What you need to know:

  • The Council of Governors said the issue was still “a major challenge” and appealed to the National Treasury to put in place “mechanisms for expeditious disbursement of funds” to the devolved units.

  • This, CoG vice-chairman John Mruttu said, will ensure uninterrupted service delivery in the regions.

The long-running tiff between the national and county governments over the sharing of national revenue resurfaced on Tuesday at the ongoing 4th Devolution Conference in Naivasha town, Nakuru County.

The Council of Governors said the issue was still “a major challenge” and appealed to the National Treasury to put in place “mechanisms for expeditious disbursement of funds” to the devolved units.

This, CoG vice-chairman John Mruttu said, will ensure uninterrupted service delivery in the regions.

Mr Mruttu said the proposed allocation of Sh291 billion for the 2017/2018 financial year was “a reduction to counties in real amounts”.

The Taita-Taveta governor added: “Even though the allocation to counties has grown by 3.6 per cent, this is against the backdrop of an inflation rate of between 6.5 and 9 per cent.

“Needless to say, allocations should be equitable as emphasised by the Constitution.”

Whereas there has been progressive predictability on the county cash transfers, said Mr Mruttu, counties continue to experience challenges of cash flow.

“The law requires disbursement by the 15th date of every month,” said Mr Mruttu. “The use of overdrafts from the Central Bank to cover for the delays is not a sustainable solution to ensure service delivery in the counties is undertaken equitably, fairly, cost-effectively and profitably.”

WYCLIFFE OPARANYA

Similar concerns were raised by Kakamega Governor Wycliffe Oparanya and Kisii Deputy Governor Joash Maangi.

Mr Oparanya insisted that the funds being sent to the counties were inadequate.

“The national budget is approximately Sh4.6 trillion,” said Mr Oparanya. “Out of this amount, all 47 counties have only received Sh291 billion, roughly 10 per cent of the budget.”

While agreeing with the Kakamega governor over the issue, Mr Maangi, who also chairs the Council of Deputy Governors, pointed out that delays in the disbursement of funds to counties also negatively affected service delivery.

“We are, for instance, unable to pay our contractors because we don’t have money,” said Mr Maangi. “Counties have not yet even received their allocations for January.”

Meanwhile, county governments were on Tuesday on the spot for levying high taxes with traders saying this was stifling business.
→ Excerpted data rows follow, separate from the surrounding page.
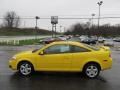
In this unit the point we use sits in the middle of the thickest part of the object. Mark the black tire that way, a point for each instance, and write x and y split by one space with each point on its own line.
91 70
25 68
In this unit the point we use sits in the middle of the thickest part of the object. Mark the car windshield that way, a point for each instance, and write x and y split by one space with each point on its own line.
35 50
92 47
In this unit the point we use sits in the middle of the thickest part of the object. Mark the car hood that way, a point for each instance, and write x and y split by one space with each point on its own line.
105 48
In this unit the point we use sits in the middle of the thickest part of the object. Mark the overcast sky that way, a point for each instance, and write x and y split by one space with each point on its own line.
62 8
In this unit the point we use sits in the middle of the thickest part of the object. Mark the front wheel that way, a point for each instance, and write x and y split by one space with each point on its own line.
25 68
91 70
County bosses however defended themselves against the accusations, insisting that their tax regimes were business-friendly.

Traders accused the regional governments of coming up with punitive taxes in their respective Finance Bills that “ate into their profits”.

During a session on the ease of doing business in counties, Ms Esther Nyokabi, a trader from Naivasha, also accused the counties of not involving the public while crafting their respective Finance Bills.

WERE WORKING

Mr Maangi however defended the devolved units, saying their tax regimes were much friendlier than perceived. He said counties were working round the clock to ensure that the business environments were friendlier to traders.

“Apart from the friendlier Finance Bills, in Kisii County, for instance, we have opened up more than 8,000 murram roads in the region, which have, in turn, enabled farmers have access to ready markets,” Mr Maangi explained.

Nairobi Governor Evans Kidero said they were working closely with the World Bank to identify areas that needed improvements to enable traders do business with ease.

“Some of the areas identified are business registration and electricity connectivity,” said Dr Kidero. “We have also automated our processes and it takes only one day to get a business permit.

“It wasn’t like this before.”

County Assemblies Forum chairman Johnson Osoi urged Ward Representatives to make laws that create a sound business environment that will not frustrate upcoming investments.